Entre nouveautés et relecture incessante de la tradition, le cinéma hongkongais des années 80 et 90 va encore étendre son influence et connaître un véritable âge d’or. Les films de sabre de Tsui Hark mobilisent et digèrent les dernières compétences techniques du cinéma hollywoodien (c’est notamment le cas pour Zu, les guerriers de la montagne magique – 1983) pendant que John Woo, produit par le premier, dissout les frontières entre les genres (film noir, film de guerre) pour les faire converger vers l’action pure au point de la rendre signifiante : agir, c’est déjà penser. À cette opération, sous-tend une idée forte, une vision parfois tragique sur son temps. Associations audacieuses, volontiers intuitives où le cinéma relève parfois du secret de cuisine, ces exemples parmi d’autres inspireront jusqu’aux prototypes régulièrement lancés par le duo To-Wai Ka Fai à partir de la seconde moitié des années 90 lorsqu’une génération de cinéastes hongkongais, inquiets des conséquences de la rétrocession, choisira l’échappatoire offert par Hollywood.
Long arm of the law (1984) de Johnny Mak, produit par Sammo Hung, qui connaîtra lui aussi deux suites, va radicaliser ce qui deviendra une des énergies les plus stimulantes du cinéma d’action hongkongais, à savoir qu’elle y surgit dans des lieux réels de la ville. Et c’est Hong Kong qui devient au cours de ces années l’un des plus fascinants studios-décors du cinéma contemporain emblématisé dans ce film par le fameux quartier de Kowloon Wallet City. Il sera détruit quelques années plus tard. Cette relation profonde qui s’établit entre une ville et son cinéma restera une vérité essentielle jusque dans les films d’auteurs dont ceux de Wong Kar-wai bien sûr. Les tonalités varient, les ambitions aussi, mais plus que jamais au cours de ces années, le cinéma populaire hongkongais affirme avec autant de frontalité que de brusquerie parfois l’aptitude du cinéma de genre à s’intéresser et à penser les réalités de son temps. Ainsi du fantasmatique Wallet City évoqué plus haut, John Woo fera glisser le trio fraternel de Une balle dans la tête (1990) dans l’enfer de la guerre du Vietnam. Les jeux de la petite délinquance et des provocations de rue sont remplacés par les situations extrêmes que la guerre fait surgir. Mais le cadre vietnamien n’écarte pas longtemps l’allusion évidente aux événements récents de Tian’anmen faite par le film à travers l’idée d’une jeunesse sacrifiée, tombant sous les coups et les balles.

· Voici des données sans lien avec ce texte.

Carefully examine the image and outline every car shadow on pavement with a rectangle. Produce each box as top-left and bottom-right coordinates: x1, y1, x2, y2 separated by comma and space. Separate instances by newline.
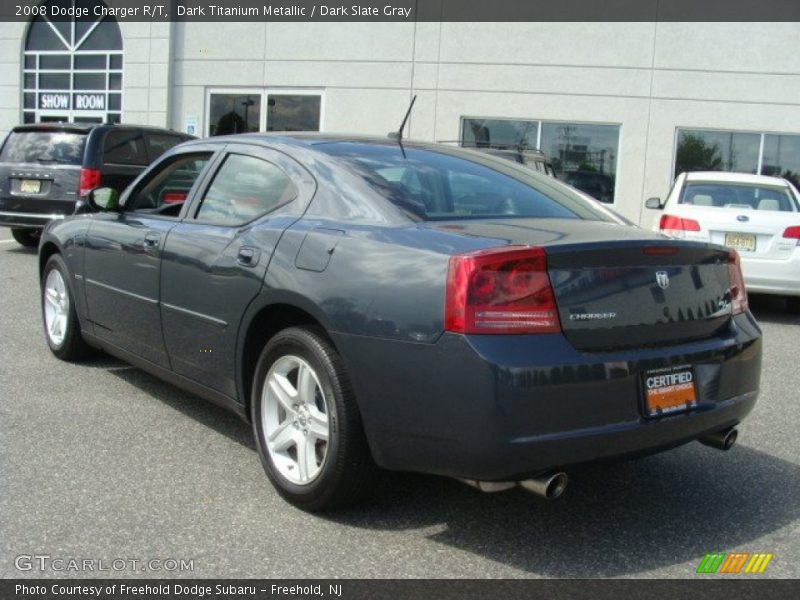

Produit par Tsui Hark mais réalisé par Ching Siu-tung, le premier volet d’Histoire de fantômes chinois, remake de The Enchanting Shadow (1960), revisite le film de sabre en soutenant sa dimension fantastique d’une surprenante tonalité érotique (clin d’œil à Li Han-hsiang?) qui donne toute sa cohérence à la plastique d’un film où le désir et la peur font bon ménage. Le film en retire une évidence poétique rarement atteinte par le genre.